Political Affiliation of the Convicts

The media have sometimes chosen to focus on the political affiliation of Mr. Mir Quasem Ali, referring him as a “Jamaat leader.” While he is a member of Central Executive Council of Bangladesh Jamaat-e-Islami, Ali’s trial was based on evidence, not politics. The ICT-BD trials take solely into consideration the crimes against humanity committed in 1971 by the individuals accused and convicted, and has no preoccupation with their present political status. Mr. Ali’s case is in no way linked to his political identity or affiliation.

Concluding Remarks

The ICT-BD trials have created an opportunity for ending the culture of impunity, ensuring justice to the victims, and paving the way for truth and reconciliation. This was duly recognized by the European Parliament in its Resolution of 16 January 2014 where it posited, “... the International Crimes Tribunal has played an important role in providing redress and closure for victims of and those affected by the Bangladeshi war of independence.”

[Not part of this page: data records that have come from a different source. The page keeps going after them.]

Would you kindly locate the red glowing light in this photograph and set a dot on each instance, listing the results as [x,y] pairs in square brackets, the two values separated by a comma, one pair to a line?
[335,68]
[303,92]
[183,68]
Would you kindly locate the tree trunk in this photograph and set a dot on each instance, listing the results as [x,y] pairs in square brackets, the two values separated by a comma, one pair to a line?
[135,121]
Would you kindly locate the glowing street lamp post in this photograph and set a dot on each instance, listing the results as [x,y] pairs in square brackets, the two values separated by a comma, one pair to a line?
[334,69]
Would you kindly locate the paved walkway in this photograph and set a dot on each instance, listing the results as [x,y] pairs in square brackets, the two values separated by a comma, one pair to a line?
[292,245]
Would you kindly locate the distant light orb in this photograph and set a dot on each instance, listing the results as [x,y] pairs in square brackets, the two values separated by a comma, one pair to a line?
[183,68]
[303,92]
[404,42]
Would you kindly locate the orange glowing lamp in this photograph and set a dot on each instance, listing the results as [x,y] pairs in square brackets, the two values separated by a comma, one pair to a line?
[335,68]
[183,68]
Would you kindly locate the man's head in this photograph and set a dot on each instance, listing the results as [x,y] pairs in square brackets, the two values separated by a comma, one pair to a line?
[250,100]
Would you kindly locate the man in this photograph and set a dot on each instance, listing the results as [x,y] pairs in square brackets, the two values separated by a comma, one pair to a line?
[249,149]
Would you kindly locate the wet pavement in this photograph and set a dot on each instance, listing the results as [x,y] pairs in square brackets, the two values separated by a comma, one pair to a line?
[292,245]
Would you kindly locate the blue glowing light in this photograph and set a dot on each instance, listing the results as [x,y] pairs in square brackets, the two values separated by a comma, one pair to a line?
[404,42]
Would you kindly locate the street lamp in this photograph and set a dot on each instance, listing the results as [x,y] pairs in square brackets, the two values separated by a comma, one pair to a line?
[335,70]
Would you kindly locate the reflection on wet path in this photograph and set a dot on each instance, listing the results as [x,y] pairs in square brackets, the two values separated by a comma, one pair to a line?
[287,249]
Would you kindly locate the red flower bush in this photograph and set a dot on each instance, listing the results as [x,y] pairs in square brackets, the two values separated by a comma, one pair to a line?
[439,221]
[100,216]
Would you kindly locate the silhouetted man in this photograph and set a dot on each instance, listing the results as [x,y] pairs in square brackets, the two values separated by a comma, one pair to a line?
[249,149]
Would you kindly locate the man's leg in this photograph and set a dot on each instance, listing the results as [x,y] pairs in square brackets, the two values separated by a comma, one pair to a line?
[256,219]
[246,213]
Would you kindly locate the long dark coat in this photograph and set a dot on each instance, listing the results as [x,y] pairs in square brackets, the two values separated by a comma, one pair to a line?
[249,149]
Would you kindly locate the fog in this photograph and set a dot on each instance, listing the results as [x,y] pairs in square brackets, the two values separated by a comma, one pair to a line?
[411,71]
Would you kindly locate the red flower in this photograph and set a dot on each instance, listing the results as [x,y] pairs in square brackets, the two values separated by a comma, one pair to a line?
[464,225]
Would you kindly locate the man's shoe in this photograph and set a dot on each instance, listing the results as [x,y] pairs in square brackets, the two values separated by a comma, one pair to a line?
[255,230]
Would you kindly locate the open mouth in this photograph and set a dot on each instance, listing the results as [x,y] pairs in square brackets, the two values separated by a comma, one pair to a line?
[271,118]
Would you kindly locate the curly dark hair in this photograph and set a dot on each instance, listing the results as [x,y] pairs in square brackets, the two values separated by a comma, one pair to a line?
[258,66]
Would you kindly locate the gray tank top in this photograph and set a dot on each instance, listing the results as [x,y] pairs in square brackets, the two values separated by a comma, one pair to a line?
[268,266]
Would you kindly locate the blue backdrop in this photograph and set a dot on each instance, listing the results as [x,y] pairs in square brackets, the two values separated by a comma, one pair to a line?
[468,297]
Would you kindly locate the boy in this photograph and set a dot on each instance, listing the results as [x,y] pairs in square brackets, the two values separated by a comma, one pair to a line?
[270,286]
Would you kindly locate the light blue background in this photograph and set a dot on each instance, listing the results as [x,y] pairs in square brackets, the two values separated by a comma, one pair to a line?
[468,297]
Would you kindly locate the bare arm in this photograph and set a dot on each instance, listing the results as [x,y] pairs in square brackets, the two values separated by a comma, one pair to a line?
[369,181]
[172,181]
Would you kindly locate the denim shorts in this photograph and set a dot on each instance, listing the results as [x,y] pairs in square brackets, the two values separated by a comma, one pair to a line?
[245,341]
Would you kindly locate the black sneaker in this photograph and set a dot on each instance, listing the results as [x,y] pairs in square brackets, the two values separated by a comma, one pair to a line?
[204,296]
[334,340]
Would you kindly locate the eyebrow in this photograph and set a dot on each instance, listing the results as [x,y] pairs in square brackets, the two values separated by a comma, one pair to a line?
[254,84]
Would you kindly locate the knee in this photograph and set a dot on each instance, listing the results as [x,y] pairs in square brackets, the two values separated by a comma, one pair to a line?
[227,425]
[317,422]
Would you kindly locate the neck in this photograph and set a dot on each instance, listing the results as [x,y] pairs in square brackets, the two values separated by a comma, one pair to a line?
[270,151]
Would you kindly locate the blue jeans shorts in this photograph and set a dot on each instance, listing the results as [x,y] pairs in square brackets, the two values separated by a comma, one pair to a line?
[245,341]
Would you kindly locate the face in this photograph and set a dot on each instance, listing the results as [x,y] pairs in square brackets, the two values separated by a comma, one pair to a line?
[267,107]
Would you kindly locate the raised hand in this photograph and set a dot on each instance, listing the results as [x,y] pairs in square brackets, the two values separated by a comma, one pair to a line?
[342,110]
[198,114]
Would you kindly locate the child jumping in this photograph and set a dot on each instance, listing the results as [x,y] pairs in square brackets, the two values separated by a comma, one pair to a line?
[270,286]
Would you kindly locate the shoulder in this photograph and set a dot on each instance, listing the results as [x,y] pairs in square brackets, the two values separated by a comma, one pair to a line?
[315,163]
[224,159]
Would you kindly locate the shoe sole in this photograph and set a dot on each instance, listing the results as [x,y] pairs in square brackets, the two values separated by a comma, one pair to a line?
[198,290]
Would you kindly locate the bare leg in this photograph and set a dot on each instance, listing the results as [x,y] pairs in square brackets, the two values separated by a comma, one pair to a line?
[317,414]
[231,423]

It is unfortunate that while the international community across the board has embraced the trials as an effort to end the culture of impunity for mass atrocity crimes committed over four decades ago, some selected quarters are still resorting to sweeping, biased and unfounded comments about the trials as fed to them by the agents and sympathisers of those accused and convicted. The Government and the people of Bangladesh are confident that plausible legal arguments can be provided for all the fabricated charges being leveled against the trials, and that the fact that fair trial and due process standards had been upheld throughout the trial process would ultimately prevail.